Alle Kantone betroffen

«Jede Gesellschaft hat ihre blinden Flecken. Der Menschenhandel ist ein solch blinder Fleck unserer Gesellschaft», sagte Sommaruga in ihrer Rede zum Nationalen Aktionsplan gegen Menschenhandel. Menschenhandel finde im Verborgenen statt: «Wir sehen ihn nicht, wir nehmen ihn kaum wahr. Aber Menschenhandel existiert sehr wohl – und zwar mitten unter uns, in unserem wohlhabenden Rechtsstaat.» Die Opfer werden, so Sommaruga weiter, nicht nur sexuell ausgebeutet, sondern auch als Arbeitskraft ausgenützt, in der Hauswirtschaft, in der Landwirtschaft und in der Gastwirtschaft. Sommaruga betonte zudem, dass Menschenhandel in der Schweiz kein regionales Phänomen sei: «Es gibt keinen Kanton, der von ihm nicht betroffen ist».

Ein lukratives Geschäft

Der Menschenhandel gehört neben dem Waffenhandel und dem Drogenhandel zu den weltweit lukrativsten Geschäften überhaupt. Häufig sind die Täternetzwerke auch in allen drei Bereichen tätig. Gemäss den neusten Schätzungen der Internationalen Arbeitsorganisation (ILO) sind weltweit gegen 21 Millionen Menschen Opfer von Zwangsarbeit, Menschenhandel oder anderen sklavereiähnlichen Praktiken. Rund 5,5 Millionen Betroffene sind jünger als 18 Jahre, rund 4,5 Millionen werden sexuell ausgebeutet, vor allem Frauen und Kinder.
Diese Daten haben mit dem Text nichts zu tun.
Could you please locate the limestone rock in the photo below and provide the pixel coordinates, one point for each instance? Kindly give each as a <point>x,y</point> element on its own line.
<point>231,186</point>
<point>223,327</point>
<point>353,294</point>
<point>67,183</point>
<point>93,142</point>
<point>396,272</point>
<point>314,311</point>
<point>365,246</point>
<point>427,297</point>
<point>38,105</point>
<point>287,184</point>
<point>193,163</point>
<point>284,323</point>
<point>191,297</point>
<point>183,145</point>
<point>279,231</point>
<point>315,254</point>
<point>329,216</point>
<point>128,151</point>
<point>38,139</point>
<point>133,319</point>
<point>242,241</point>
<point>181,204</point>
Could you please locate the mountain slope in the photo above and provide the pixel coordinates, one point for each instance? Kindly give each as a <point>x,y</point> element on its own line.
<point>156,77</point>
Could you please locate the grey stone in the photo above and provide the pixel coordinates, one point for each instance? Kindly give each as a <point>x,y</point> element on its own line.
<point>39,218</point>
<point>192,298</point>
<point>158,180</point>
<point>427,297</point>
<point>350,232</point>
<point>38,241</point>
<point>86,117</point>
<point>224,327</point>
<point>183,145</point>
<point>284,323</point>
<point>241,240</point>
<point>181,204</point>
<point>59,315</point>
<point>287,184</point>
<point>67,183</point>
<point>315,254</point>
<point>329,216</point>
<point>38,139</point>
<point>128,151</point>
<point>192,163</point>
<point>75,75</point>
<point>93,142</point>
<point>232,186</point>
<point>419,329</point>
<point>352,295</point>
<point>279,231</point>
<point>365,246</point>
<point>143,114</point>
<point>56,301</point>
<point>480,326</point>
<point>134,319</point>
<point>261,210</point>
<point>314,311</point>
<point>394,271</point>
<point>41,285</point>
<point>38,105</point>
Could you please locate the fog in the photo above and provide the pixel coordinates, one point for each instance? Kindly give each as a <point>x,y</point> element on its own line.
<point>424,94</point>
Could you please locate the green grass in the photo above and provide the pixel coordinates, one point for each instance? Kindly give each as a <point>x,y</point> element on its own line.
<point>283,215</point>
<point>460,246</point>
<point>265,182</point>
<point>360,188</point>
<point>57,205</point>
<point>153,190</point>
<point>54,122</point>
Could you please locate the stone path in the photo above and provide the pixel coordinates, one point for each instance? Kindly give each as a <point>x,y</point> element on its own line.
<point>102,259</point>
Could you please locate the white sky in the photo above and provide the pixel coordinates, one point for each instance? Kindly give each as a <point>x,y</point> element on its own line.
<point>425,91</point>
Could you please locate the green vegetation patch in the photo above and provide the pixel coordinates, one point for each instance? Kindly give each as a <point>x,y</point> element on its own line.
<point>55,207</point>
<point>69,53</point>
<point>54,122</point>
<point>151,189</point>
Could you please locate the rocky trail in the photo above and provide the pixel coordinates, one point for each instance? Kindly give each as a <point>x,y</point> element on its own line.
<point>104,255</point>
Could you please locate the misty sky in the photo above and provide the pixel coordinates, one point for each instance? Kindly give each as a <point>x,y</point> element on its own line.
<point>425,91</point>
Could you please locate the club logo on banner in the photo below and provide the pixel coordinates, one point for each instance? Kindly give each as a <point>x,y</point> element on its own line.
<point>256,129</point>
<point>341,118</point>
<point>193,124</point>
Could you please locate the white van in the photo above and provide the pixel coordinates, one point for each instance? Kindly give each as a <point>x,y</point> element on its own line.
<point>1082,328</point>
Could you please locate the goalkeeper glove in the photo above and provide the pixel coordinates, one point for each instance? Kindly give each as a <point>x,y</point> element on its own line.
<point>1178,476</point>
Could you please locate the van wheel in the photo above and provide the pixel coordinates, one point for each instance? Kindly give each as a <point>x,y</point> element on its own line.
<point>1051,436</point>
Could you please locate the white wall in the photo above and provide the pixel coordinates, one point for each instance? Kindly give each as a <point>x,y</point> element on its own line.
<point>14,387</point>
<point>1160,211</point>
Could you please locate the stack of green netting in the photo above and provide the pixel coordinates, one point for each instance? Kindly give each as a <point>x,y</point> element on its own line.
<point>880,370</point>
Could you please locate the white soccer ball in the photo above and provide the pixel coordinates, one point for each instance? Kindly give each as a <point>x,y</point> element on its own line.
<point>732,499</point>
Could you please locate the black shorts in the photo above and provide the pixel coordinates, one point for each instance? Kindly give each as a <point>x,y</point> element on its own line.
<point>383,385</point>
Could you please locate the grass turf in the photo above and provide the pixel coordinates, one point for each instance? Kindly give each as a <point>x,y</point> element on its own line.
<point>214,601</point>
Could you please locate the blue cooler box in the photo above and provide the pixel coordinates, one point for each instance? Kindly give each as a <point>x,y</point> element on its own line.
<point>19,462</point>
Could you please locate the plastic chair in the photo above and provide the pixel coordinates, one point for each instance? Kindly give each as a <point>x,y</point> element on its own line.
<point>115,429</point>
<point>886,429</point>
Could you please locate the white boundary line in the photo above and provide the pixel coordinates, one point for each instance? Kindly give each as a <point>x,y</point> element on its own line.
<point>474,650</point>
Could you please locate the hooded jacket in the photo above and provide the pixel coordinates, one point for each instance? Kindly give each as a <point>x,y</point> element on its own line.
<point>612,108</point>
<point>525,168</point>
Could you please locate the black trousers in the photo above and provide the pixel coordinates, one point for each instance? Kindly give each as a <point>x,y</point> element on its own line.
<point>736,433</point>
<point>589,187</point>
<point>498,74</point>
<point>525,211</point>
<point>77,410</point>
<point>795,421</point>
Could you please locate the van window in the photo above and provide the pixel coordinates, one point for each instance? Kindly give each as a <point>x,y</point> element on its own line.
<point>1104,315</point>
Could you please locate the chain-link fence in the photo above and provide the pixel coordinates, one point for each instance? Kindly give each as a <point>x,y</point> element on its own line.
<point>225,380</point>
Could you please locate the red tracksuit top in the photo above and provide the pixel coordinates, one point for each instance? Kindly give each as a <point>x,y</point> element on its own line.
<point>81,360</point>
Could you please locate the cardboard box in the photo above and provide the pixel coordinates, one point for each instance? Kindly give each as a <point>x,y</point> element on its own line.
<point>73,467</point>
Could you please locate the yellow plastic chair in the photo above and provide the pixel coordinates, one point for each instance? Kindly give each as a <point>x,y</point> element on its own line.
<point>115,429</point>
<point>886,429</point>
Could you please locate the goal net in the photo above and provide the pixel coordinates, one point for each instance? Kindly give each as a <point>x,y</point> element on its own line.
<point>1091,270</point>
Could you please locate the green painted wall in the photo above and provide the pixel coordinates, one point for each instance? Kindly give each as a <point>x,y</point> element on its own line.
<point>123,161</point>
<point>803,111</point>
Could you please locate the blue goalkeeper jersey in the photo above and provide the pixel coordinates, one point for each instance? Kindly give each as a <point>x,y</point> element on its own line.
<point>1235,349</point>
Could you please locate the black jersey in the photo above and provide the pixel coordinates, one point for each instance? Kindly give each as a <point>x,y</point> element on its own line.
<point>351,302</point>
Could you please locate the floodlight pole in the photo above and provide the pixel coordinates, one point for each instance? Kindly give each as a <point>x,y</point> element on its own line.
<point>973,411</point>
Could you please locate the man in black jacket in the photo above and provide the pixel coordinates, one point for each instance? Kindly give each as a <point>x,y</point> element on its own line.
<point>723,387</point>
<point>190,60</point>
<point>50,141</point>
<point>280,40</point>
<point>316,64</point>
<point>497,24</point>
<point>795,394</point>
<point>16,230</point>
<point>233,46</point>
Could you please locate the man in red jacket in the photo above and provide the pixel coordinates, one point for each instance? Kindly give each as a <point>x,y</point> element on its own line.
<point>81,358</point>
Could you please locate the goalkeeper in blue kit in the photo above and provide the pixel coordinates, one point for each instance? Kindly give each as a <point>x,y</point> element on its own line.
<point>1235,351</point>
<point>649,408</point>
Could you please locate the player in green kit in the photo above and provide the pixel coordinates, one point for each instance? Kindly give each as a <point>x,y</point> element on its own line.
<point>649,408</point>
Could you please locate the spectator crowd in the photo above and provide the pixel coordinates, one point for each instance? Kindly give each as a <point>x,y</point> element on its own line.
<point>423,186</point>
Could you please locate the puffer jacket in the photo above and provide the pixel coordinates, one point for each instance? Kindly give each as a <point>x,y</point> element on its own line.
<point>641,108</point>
Aktionsplan mit vier Säulen

Der Aktionsplan sieht 23 Massnahmen in den Bereichen Sensibilisierung, Strafverfolgung, Opferschutz und Prävention vor. Teil davon sind nationale Informations– und Sensibilisierungskampagnen, an denen sich der Bund beteiligt. Der Bund will zudem Organisationen unterstützen, die darauf spezialisiert sind, die Opfer von Menschenhandel zu betreuen. Zudem skizziert der Aktionsplan den Handlungsbedarf in Sachen Strafverfolgung. Geplant ist, dass alle Kantone Staatsanwälte/-innen und besonderen Dienstgruppen einsetzen, die permanent für Menschenhandelsfälle zuständig sind. Weitere Massnahmen zielen ab auf eine Verbesserung der Partnerschaften. Die Zusammenarbeit über die Grenzen des eigenen Faches hinaus spielt in der Bekämpfung des Menschenhandels demnach eine entscheidende Rolle. Ein gutes Beispiel für eine länderübergreifende Zusammenarbeit von staatlichen und nicht-staatlichen Akteuren ist, wie Sommaruga darlegte, die 2012 eingesetzte Arbeitsgruppe mit Rumänien.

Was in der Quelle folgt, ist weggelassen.